Hek-giam-lo diam sejenak, agaknya menahan kemarahannya. Lin Lin teringat akan cerita Kim-lun Seng-jin tentang Puteri Mahkota Khitan yang bernama Tayami, yang menurut Kim-lun Seng-jin adalah ibunya. Teringat ia betapa kakek itu bercerita bahwa Puteri Tayami bersama suaminya, seorang perajurit gagah perkasa dan pilihan, gugur dalam perang melawan musuh karena ada saudara-saudara ibunya yang berkhianat. Mengingat ini, serta-merta naik darah panas ke kepalanya dan mulutnya menyerang dengan ejekan.

“Jadi kaukah orangnya yang berkhianat, bersekutu dengan Kerajaan Sung sehingga bengsaku dipukul hancur di Shan-si, dan ibu serta ayahku gugur?”

Enak saja mulut Lin Lin menyebut “bangsaku” dan “ayah ibuku”, karena memang ia sudah tidak ragu-ragu lagi. Inilah musuh besarnya yang sesungguhnya, orang yang menjadi biang keladi kematian ayah bundanya yang gugur sebagai pejuang bangsa yang gagah perkasa.

“Heh-heh, kau pandai menduga, ya? Memang betul begitulah.
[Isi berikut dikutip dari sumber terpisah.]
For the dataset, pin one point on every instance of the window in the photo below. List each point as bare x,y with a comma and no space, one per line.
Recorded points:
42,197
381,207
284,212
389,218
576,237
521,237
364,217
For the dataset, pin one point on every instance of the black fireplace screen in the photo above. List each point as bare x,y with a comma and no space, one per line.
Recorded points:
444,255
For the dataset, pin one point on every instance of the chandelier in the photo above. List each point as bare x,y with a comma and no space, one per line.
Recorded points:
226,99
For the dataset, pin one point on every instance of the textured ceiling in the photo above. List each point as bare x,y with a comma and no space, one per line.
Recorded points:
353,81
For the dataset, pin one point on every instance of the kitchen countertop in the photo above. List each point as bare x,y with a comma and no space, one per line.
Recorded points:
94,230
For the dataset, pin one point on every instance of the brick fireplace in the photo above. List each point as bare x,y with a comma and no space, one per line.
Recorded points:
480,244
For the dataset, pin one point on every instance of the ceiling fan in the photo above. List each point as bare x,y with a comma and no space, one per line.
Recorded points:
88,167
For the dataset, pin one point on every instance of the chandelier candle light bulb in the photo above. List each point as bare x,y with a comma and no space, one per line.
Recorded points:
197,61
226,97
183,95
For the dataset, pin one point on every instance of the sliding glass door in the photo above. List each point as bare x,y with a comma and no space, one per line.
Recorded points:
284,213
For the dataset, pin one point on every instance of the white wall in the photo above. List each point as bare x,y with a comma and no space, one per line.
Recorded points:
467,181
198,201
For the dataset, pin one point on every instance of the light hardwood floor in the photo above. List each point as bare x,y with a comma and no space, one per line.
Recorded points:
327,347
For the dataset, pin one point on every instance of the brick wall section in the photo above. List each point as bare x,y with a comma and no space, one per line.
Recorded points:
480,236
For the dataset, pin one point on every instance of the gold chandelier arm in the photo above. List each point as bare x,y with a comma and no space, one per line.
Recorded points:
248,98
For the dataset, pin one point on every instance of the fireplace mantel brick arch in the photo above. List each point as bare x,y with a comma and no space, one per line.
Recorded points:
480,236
Akan tetapi pembalasanku ini tidak berlebihan, kau sudah melihat mukaku yang disiram air beracun oleh Ibumu.”

“Aku tidak percaya! Aku tidak percaya Ibu seganas itu! Kecuali kalau kau melakukan hal yang jahat, untuk membela diri mungkin Ibu terpaksa harus menggunakan racun.”

“Hemmm, kau memang pandai menduga, agaknya arwah Ibumu yang berbisik di dalam hatimu. Aku tidak bersalah, dosaku tidak berarti. Ibumu cantik jelita, seperti engkau begini, dan aku dahulu seorang pria yang tampan dan muda, penuh semangat dan nafsu. Aku hanya memasuki kamar Ibumu, hendak mencumbu rayu, sudah sewajarnya antara pria dan wanita. Tapi dia.... dia.... ah, semenjak itu aku benci kepadanya!”

Lin Lin dapat membayangkan semua itu, biarpun ia tidak mendapat cerita yang jelas, namun ia dapat menduga apa yang telah terjadi pada masa sebelum ia terlahir di dunia itu (baca cerita Suling Emas).

“Hek-giam-lo, kalau begitu sikapmu tunduk kepadaku hanya pura-pura. Kau menawanku mau apa?”

Secara tidak terduga, Hek-giam-lo kembali menjura dengan penuh penghormatan!

“Ih, tak perlu membadut dan berpura-pura lagi!” bentak Lin Lin.

“Tuan Puteri Yalina, hamba tidak berpura-pura. Hamba Hek-giam-lo hanya mentaati perintah Sri Baginda atau kakak hamba sendiri. Paduka harus hamba bawa ke Khitan dan disana Paduka akan dikaruniai anugerah sebagai permaisuri menjadi ratu di sisi Sri Baginda kakak hamba.”

“Apa....?” Lin Lin menjerit. “Kalau dia itu kakakmu, dan kau kakak seayah ibuku, berarti kau dan dia itu masih pamanku. Dia paman tua, dia uwakku, masa dia hendak memperisteriku? Gila kau!”